Interpretive Summary: Roses are one of the most important cultivated ornamental plants worldwide, grown for cut flowers and attractive perennial landscape plants. Over the past several decades, Rose Rosette Disease (RRD) has caused considerable economic losses and has spread from wild roses and the invasive Rosa multiflora into cultivated roses across the US. The causal agent, rose rosette virus (RRV, Emaravirus), can be transmitted by grafting and is naturally transmitted by wind-blown eriophyid mites. Most commercial rose varieties are susceptible to RRV infection, and rose breeders are performing trials to identify new genetic sources of potential RRV resistance. Such trials depend upon recognizing common disease characteristics among RRV isolates that influence the emergence of new strains. This study was undertaken to gain insight into virus genetic diversity, population structures, and the nature of the genetic changes among the full genomes of sequenced RRV isolates. An analysis was conducted using 95 isolates of RRV for which full-length genomic sequences (with 7 RNA segments each) are available. Genetic analysis indicated differences within each genome segment among isolates and a high probability of genome segment reassortment. Only 14 of the 95 isolates were shown to be non-recombinant and were grouped into two distinct lineages. Combined, these results suggest an early series of adaptations from the wild host Rosa multiflora to cultivated roses, followed by slower further adaptation and genetic drift within the many cultivated rose genotypes. Several viral proteins appear to be evolving independently, suggesting that diversity may be important for adaptation to new host genotypes and resistance genes. Overall, these results suggest greater diversity among RRV isolates than previously recognized and suggest new avenues for research, and will aid rose breeders in selecting long-lasting resistance.

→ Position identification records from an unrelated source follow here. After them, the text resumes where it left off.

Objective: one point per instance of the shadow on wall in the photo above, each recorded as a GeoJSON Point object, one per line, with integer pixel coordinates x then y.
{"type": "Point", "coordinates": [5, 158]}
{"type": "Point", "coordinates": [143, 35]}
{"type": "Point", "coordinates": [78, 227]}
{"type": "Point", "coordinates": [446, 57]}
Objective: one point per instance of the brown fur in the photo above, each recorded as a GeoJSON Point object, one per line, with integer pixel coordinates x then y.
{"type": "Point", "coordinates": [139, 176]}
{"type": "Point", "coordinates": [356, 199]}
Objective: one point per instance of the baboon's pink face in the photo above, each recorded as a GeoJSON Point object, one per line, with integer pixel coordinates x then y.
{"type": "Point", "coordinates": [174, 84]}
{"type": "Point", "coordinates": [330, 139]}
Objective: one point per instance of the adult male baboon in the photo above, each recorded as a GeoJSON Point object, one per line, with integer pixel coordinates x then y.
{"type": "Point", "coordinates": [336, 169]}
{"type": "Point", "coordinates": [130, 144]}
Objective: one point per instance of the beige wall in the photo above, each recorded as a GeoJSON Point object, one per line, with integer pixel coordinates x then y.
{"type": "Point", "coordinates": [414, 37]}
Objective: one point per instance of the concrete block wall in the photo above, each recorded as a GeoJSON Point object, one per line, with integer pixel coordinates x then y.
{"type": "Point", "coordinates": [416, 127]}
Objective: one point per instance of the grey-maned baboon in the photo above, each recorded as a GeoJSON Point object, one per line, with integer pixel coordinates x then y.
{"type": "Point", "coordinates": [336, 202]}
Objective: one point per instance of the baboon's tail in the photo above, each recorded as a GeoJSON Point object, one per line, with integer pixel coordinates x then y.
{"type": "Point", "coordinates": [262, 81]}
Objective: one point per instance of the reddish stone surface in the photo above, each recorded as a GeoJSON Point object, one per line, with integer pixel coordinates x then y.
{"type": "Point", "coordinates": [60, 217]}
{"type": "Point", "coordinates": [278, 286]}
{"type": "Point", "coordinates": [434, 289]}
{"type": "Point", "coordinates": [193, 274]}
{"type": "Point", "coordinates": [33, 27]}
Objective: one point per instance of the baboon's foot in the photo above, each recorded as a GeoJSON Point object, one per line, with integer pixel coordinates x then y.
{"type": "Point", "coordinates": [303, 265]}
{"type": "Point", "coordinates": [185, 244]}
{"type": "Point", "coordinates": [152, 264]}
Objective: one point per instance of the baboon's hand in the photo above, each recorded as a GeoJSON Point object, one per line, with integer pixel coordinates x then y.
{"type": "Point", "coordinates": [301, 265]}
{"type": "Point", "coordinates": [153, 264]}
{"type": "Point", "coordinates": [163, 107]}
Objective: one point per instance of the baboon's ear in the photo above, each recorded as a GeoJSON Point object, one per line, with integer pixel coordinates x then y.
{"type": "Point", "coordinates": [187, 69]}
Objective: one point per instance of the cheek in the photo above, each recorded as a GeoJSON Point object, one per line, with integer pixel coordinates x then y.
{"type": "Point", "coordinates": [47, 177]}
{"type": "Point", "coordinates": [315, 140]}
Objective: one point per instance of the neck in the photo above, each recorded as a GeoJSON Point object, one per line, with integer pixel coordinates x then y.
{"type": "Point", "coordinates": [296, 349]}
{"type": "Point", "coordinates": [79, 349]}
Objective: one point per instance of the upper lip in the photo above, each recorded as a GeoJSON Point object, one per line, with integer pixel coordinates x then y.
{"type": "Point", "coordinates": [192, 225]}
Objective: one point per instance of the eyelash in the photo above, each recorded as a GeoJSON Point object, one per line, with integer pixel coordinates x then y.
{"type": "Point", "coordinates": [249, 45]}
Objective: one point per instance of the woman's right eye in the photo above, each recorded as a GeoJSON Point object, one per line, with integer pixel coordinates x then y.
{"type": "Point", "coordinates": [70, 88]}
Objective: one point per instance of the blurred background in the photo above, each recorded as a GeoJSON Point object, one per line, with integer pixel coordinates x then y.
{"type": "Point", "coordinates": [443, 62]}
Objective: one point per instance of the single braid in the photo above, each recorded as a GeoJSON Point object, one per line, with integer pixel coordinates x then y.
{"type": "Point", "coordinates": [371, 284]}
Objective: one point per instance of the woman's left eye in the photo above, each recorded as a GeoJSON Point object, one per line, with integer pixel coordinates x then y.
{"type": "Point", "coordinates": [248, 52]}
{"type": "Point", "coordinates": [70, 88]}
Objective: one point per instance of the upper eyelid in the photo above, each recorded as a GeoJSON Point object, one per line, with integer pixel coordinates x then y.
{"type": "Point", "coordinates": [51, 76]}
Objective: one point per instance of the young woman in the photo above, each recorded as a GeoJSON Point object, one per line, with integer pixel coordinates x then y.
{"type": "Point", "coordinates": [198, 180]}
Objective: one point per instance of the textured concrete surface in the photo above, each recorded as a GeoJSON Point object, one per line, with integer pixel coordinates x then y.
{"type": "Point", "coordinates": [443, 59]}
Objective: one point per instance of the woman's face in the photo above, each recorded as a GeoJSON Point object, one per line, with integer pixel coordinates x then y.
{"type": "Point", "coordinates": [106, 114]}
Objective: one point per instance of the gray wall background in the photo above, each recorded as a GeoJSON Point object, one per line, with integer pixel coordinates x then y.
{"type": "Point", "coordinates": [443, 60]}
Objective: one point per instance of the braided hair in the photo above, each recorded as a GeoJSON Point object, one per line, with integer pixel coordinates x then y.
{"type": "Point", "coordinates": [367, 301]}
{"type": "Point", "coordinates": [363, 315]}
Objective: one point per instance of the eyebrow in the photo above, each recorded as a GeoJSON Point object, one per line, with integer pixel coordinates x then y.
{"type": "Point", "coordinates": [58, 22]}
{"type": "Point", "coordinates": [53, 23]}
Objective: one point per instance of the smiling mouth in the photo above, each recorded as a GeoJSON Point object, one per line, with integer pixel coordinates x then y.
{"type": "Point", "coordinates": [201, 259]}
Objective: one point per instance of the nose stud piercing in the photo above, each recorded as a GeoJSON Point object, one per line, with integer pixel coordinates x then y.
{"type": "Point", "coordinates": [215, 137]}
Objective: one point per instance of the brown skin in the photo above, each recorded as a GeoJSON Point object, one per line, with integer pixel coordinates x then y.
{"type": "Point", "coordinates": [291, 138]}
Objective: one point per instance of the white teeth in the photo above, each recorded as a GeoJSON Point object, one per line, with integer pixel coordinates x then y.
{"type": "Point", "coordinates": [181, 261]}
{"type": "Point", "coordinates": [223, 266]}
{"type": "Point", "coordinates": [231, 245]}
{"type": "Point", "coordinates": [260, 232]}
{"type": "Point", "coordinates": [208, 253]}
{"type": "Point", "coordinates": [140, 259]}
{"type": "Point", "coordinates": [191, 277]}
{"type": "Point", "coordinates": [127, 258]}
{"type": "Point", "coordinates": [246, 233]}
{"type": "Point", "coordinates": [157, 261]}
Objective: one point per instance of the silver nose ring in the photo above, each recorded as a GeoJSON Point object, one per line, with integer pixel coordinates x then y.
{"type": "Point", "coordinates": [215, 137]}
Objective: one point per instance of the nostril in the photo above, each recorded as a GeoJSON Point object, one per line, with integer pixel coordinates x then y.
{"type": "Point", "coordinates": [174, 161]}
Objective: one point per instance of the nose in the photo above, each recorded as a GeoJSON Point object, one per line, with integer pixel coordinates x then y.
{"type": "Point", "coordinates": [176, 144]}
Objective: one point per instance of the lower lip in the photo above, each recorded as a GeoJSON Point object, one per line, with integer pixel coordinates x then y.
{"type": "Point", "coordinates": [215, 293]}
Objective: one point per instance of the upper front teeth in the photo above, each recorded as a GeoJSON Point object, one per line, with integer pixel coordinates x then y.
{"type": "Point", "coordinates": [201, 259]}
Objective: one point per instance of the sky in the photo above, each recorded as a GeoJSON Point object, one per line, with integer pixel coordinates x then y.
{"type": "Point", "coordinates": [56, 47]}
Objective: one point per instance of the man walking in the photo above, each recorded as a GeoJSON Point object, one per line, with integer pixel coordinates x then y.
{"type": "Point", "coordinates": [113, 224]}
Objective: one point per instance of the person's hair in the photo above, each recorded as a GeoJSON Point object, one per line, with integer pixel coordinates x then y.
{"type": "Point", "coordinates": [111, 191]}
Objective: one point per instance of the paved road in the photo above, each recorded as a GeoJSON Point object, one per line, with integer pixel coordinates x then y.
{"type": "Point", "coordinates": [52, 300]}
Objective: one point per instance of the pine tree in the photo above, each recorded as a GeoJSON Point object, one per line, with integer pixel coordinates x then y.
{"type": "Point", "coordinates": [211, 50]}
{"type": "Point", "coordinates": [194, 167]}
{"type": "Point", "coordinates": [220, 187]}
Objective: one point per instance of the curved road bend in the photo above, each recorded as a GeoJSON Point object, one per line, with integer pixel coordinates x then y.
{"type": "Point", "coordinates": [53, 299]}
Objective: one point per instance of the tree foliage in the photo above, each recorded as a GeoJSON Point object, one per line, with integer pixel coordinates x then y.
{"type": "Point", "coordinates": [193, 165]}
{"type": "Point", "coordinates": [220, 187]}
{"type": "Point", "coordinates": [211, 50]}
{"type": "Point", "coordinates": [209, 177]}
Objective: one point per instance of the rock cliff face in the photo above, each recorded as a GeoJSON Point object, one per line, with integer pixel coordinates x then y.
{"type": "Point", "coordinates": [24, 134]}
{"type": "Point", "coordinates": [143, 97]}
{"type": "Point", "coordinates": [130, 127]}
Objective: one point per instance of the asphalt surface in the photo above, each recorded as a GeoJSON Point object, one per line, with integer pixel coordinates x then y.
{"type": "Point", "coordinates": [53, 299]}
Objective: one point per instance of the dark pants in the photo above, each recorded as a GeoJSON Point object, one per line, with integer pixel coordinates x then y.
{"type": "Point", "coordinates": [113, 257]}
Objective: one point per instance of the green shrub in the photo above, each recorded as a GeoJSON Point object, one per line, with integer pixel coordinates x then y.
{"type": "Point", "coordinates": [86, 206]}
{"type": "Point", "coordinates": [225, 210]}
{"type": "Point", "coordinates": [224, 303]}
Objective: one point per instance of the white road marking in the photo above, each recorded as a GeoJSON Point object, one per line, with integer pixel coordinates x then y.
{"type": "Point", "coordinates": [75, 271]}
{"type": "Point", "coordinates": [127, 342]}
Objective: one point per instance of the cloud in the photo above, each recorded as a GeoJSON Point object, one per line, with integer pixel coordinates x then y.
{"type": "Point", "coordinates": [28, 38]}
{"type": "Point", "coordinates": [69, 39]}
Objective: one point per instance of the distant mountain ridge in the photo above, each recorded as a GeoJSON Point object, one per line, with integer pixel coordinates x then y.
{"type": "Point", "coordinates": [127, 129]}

Technical Abstract: Ninety-five rose rosette virus (RRV) isolates with full-length genomic sequences were analyzed. There were 95 haplotypes for the concatenated sequences, and 74 to 91 haplotypes per genome segment, with haplotype diversity >0.97 for each segment. Recombination breakpoints were identified at four segment junctions of the concatenated sequences, indicating genome segment reassortment. Recombination breakpoints were identified within RNA2 and RNA6, with isolates from Arkansas and Texas as potential parents. Fourteen non-recombinant isolates belong to major lineages I and II. Lineage I has two subclades, with some genome segments switched between subclades, further indicating reassortment. Informative amino acid variations among each of the viral proteins were mainly among the basal branches of the respective phylogenetic trees, including a minimum of three non-recombinant isolates. This suggests early adaptations from Rosa multiflora to cultivated roses, followed by adaptation and genetic drift within cultivated roses. Restriction site and amino acid variations between isolates may aid in classifying virus subtypes, mutation hotspots, and genetic variations influencing biological properties. Protein P6a was typically 61 residues, with three isolates truncated to 29 residues, and four extending 76-94 residues. Homologous P5 and P7 proteins appear to be evolving independently. These results suggest greater diversity among RRV isolates than previously recognized.